Zwischen dem Drama, das ganz offensichtlich an die Netflix-Produktion Drive To Survive anknüpfen soll, darf man auch racen! Und zwar in der Regel keine ganzen Rennen, sondern immer nur Abschnitte samt bestimmter Ziele. Überhole so und so viele Autos, erreiche diesen und jenen Platz, fahr einfach bitte das Auto nicht zu Schrott. Dieses Szenarien-Gameplay macht durchaus Laune, weil es Spielerinnen und Spieler vor neue Herausforderungen stellt.

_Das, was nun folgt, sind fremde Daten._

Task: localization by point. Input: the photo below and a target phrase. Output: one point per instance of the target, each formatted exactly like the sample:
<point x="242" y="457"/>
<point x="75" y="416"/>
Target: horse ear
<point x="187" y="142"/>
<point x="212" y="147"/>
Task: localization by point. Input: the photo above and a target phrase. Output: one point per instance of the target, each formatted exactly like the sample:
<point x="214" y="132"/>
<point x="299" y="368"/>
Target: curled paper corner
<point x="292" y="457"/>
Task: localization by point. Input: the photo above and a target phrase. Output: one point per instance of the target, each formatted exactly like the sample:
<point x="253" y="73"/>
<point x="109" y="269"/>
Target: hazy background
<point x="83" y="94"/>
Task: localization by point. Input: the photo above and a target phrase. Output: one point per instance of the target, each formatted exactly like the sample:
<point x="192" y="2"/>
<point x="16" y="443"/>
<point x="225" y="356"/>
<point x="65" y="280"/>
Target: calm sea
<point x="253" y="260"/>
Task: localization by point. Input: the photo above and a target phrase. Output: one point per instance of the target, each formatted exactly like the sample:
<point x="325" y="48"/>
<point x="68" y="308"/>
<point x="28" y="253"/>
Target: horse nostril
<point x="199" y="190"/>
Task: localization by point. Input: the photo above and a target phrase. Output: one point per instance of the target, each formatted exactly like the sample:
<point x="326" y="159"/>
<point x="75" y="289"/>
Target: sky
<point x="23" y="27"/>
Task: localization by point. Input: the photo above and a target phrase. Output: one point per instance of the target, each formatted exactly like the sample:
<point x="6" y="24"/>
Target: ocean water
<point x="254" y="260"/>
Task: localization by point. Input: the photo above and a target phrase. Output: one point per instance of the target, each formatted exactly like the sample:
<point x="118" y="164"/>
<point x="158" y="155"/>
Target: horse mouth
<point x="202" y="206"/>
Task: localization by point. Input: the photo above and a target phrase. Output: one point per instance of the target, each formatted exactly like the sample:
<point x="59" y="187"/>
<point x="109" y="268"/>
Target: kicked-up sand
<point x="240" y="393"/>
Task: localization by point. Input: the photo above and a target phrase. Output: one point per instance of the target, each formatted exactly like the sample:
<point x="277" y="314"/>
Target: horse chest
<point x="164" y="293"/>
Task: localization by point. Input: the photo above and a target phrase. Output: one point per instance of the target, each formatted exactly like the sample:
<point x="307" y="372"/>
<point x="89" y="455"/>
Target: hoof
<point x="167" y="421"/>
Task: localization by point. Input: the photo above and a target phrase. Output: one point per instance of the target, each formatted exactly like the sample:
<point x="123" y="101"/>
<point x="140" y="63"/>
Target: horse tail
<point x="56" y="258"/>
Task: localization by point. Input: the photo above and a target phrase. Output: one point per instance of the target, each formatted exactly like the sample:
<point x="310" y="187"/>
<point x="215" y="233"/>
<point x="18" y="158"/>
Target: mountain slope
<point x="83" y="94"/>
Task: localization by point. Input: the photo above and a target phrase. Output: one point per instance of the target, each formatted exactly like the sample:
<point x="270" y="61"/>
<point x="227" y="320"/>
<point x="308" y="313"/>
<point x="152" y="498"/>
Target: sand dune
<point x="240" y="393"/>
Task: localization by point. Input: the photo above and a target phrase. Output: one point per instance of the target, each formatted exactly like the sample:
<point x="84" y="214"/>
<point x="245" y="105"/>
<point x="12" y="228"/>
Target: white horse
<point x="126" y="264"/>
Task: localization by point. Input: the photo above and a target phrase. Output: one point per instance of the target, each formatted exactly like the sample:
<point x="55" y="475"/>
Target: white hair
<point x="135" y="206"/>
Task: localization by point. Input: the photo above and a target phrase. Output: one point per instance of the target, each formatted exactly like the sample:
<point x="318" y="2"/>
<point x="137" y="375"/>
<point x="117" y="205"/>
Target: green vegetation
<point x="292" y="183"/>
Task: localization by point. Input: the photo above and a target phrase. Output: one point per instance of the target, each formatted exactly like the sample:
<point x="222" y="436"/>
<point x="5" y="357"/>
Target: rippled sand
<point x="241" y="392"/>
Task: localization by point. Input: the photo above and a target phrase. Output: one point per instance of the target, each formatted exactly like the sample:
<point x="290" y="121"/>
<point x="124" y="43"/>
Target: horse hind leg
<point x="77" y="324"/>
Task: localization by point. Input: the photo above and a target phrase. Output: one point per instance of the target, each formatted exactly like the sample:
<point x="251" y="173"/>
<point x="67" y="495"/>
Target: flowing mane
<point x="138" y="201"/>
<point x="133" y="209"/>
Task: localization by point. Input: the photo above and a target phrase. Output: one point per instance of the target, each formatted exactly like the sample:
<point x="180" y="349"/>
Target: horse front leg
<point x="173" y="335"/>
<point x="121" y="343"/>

Und dank der Einbettung der Story hat man sogar etwas mehr Motivation und will dem verdammten Butler zeigen, wo der Hammer hängt.

Das ist leider alles nicht allzu konsequent. Beispiel: Gleich im dritten Rennen bin ich auf Platz eins gefahren. Weil ich ein Riesentalent bin und eventuell weil der Schwierigkeitsgrad sehr niedrig eingestellt war. Ein Sieg für Williams! Die Story tut das mit einem "Gutes Ergebnis, Aiden" ab, weil man natürlich nicht dran gedacht hat, für alle Eventualitäten ein Alternativ-Skript zu schreiben. Das ist schade, aber verständlich.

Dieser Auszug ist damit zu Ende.